The playing fields had run to seed. Bindweed coiled around a strut of the security pyramid and put out hornflowers which resembled miniature alabaster gramophones. Long ago, the school caretaker
had painted the white lines of a running track upon the grass for summer sports and now the grass was long the lines undulated in the wind. I ran and all was wind and adrenaline. I only came back
to myself when I reached the fence. I stopped and looked back. Dusk had thickened. In the distance, Dr Hard took the hint and returned indoors.

A muddy path led down into the marshland bordering Maghull railway station. The wind carried snatches of apologies from the Tannoy across the marsh. I walked down into the vegetative canopies
and nettle thickets. What had seemed like a thin strip of wasteland was in fact an intricate landscape of hides and clearings. Someone had built a seat in the upper branches of the tallest elm.
There had been campfires here. An old blue rope, strung about a high oak branch, dangled over a stagnant pool. Rusting beer cans and dog-ends were scattered around a fallen tree trunk, a clearing
where the town’s teenagers could go dark. I almost went in up to the knee in a curdled leech-ridden trench. With dusk came the suggestion of animals, rustles in the undergrowth, the plop-plop
of water rats on the forage. Midges pricked the meniscus of the swamp waters.

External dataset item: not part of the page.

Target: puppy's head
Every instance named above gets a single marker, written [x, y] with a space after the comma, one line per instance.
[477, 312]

Then I saw it half-hidden in the grasses. At first, I mistook its smooth rubberised texture for a bloated drowned animal. It was only after glimpsing its proboscis, its faceplate, its straps,
that I realized it was a gas mask.

 

Dr Hard woke me at dawn to tell me my red man was complete. Patiently, the robot coaxed me out of a dream with strokes of its granite fingers against my cheek.

I dressed at the window. There was a blue break in the summer monsoons and the sky held an exuberant quill of cloud, the nib scribing at one horizon, the tail feathers tickling the other. My
clothes, sloughed off the previous evening in one exhausted coil, were tacky and filthy. I had been wearing the same pair of cargo trousers for a month. The project was overrunning; it had entered
the limbo stage where it feels as if it will never be completed, where each task branches into another two tasks, and on it goes.